Nous avons constaté une aggravation de la psychopathologie des étudiants qui ont sollicité le BAPU ces derniers mois. Pour reprendre l’idée du début de notre intervention, ce dispositif pour un laps de temps limité a permis un traitement de l’urgence subjective et d’inviter l’étudiant à se positionner dans son dire par rapport à cette urgence. La complexité des problématiques psychiques ne permet pas de prévoir à coup sûr la durée ni la fin du traitement. Donc, dans ce dispositif, il s’agit aussi d’un traitement de réduction, de serrage, un bricolage tout en tenant compte la temporalité subjective.

Il s’agit d’un « traitement psychanalytique » avec des « effets rapides » pour ainsi capter les signifiants maîtres de notre époque. Ce bricolage du temps logique [4], [6] qui se fait au cas par cas permet de capitonner un sens apaisant, de boucler un cycle, et cela peut suffire, ou alors le symptôme devient un symptôme analytique dans le transfert et cela permet une entrée dans un travail analytique.

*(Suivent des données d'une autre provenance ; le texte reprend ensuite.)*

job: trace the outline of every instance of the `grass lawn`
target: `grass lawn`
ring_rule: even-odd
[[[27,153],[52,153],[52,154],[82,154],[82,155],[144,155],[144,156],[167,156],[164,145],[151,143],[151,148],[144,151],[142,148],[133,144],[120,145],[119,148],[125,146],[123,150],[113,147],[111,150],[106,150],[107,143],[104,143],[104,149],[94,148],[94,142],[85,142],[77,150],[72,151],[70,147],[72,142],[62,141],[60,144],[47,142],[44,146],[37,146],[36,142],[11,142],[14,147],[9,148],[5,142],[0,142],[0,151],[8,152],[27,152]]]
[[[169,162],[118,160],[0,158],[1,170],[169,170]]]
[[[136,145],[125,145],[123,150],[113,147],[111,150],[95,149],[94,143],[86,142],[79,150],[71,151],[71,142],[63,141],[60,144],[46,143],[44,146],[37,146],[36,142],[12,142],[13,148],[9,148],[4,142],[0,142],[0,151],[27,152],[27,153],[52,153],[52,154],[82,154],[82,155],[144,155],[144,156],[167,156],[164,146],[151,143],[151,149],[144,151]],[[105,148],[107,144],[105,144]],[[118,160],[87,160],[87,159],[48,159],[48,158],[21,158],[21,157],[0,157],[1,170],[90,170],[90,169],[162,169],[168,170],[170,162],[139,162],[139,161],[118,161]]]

Parfois ça fonctionne et parfois ça ne prend pas et ça rate.

6. Conclusion

Les difficultés de Madame A. nous ont paru exemplaires de l’impact du confinement sur les étudiants.

Sur le plan relationnel : l’isolement par rapport aux pairs, et/ou le huis clos familial, pour Madame A : les deux. Sur le plan académique : le stage qui ne peut pas se faire, le mémoire qui ne peut être rendu, le redoublement du M2.

L’équilibre narcissico-objectal, en pleine reconstruction à cette période de la vie est ainsi mis à l’épreuve sur ses deux versants, ce qui provoque une recrudescence des manifestations psychopathologiques ; mais peut aussi entraîner une fragilisation identitaire à long terme.

L’image du trapéziste, que le psychanalyste Paul Denis évoquait lui à propos de l’adolescence, semble aussi très pertinente pour le jeune adulte. Il est comme un trapéziste qui doit lâcher le trapèze sur lequel il s’appuie depuis le début de sa vie, et se lancer dans le vide pour saisir l’autre trapèze qui vient vers lui : de nouvelles relations, des études, un métier, qui permettent la construction de son nouvel équilibre et de son identité. Pour beaucoup d’étudiants pendant la pandémie, ce trapèze des rencontres, des réalisations, est resté virtuel ou s’est dérobé. Certains ont pu se rattraper au trapèze familial, ou s’appuyer sur leurs ressources internes. Mais les plus fragiles, les plus isolés, se sont retrouvés dans le vide, expérience qui les a encore plus fragilisés, d’où cette aggravation des problématiques dont nous avons été les témoins dans les lieux de soins et qu’illustre notre vignette clinique.

Déclaration de liens d’intérêts

Les auteurs déclarent ne pas avoir de liens d’intérêts.